13 thermistor temperature T is T.

This means that the line current iLK flowing through the first negative characteristic thermistor 11, 12.13 is now necessary for starting the squirrel cage motor. Detection is made by lowering the resistance value of the second negative characteristic thermistor 18, which is connected to the The windings 15 and 16 of the squirrel cage motor 14 are electrically disconnected from the three-phase power supply 1 and are connected in delta.
, 17 are designed so that the full voltage of the three-phase power supply 1 is applied to them, so that the switching from starting to operation is performed automatically, and the first negative characteristic thermistors 11, 12, and 13 generate more heat than necessary, resulting in thermal damage. It cannot be caused.

As described above, the present invention connects a squirrel-cage motor to a three-phase power supply through a first negative characteristic thermistor that generates a large amount of self-heating, and a second
By providing a negative characteristic thermistor and an electromagnetic switch that operates according to the resistance value of the second negative characteristic thermistor, the electromagnetic switch contact bypasses the first negative characteristic thermistor when the electromagnetic switch is operated.

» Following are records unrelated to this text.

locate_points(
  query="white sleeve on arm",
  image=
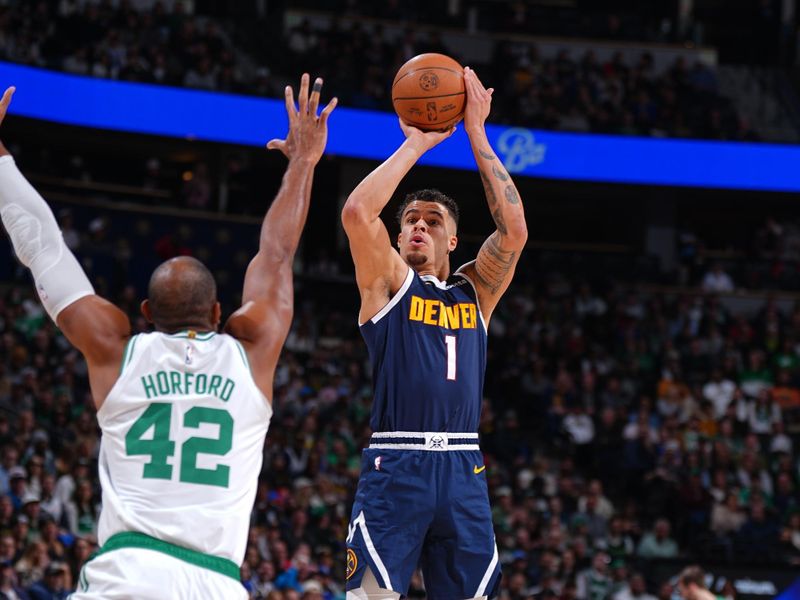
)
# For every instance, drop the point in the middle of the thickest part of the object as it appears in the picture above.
(38, 242)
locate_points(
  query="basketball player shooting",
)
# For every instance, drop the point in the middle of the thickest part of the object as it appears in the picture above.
(422, 497)
(183, 410)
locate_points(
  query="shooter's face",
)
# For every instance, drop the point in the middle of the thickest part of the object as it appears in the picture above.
(427, 235)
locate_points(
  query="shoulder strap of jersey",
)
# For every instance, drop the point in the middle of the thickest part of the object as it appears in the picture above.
(394, 299)
(473, 291)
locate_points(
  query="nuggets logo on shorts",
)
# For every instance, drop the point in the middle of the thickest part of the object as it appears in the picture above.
(352, 563)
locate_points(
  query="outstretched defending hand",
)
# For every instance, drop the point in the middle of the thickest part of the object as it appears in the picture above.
(308, 132)
(479, 101)
(6, 100)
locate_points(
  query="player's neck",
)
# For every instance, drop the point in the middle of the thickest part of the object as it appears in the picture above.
(441, 273)
(195, 327)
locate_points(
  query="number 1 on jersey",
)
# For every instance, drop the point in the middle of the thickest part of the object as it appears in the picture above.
(450, 342)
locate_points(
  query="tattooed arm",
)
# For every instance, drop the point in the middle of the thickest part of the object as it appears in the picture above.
(492, 270)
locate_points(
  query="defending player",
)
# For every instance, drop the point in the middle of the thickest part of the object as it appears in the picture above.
(422, 497)
(184, 410)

The second negative characteristic thermistor detects the completion of starting and automatically switches from starting to operation. The present invention provides a starting device for a squirrel cage motor that has high practical effects, such as blocking the current flowing through the negative characteristic thermistor and preventing the first negative characteristic thermistor from generating excessive heat and causing thermal breakdown.

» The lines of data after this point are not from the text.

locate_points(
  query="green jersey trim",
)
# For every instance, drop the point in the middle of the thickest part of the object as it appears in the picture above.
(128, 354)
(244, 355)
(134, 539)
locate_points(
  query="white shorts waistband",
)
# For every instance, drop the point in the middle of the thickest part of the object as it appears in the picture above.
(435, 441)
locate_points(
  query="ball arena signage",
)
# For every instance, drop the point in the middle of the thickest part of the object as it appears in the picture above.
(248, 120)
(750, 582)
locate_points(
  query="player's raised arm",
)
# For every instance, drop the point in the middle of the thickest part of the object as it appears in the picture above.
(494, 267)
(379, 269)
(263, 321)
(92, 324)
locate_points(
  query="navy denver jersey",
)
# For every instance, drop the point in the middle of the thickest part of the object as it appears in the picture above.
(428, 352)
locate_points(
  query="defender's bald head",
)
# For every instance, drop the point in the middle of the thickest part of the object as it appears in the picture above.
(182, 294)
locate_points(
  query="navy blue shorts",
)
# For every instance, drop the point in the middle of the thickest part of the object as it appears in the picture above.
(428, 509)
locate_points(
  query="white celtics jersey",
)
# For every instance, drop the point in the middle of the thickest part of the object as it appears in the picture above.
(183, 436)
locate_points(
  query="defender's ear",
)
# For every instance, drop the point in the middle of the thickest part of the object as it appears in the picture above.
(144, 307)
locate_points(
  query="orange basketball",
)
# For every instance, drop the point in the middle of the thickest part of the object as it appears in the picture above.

[Brief explanation of the drawing]

The figure shows an electric circuit showing one embodiment of the present invention. DESCRIPTION OF SYMBOLS 1... Three-phase power supply, 11, 12. 13... First negative characteristic thermistor, 14... Squirrel cage electric motor, 18... Second
Negative % thermistor, 19...Second electromagnetic switch, 20.
...Second electromagnetic switch contact.

Claims (1)

[Scope of utility model registration request] A squirrel cage motor is connected to a three-phase power supply via a first negative characteristic thermistor, and a second negative characteristic thermistor is provided which is thermally coupled to the first negative characteristic thermistor, and the resistance value of the second negative characteristic thermistor is determined according to the resistance value of the second negative characteristic thermistor. 1. A starting device for a squirrel-cage motor, characterized in that an electromagnetic switch is provided, and when the electromagnetic switch is operated, a contact of the electromagnetic switch bypasses the first negative characteristic thermistor.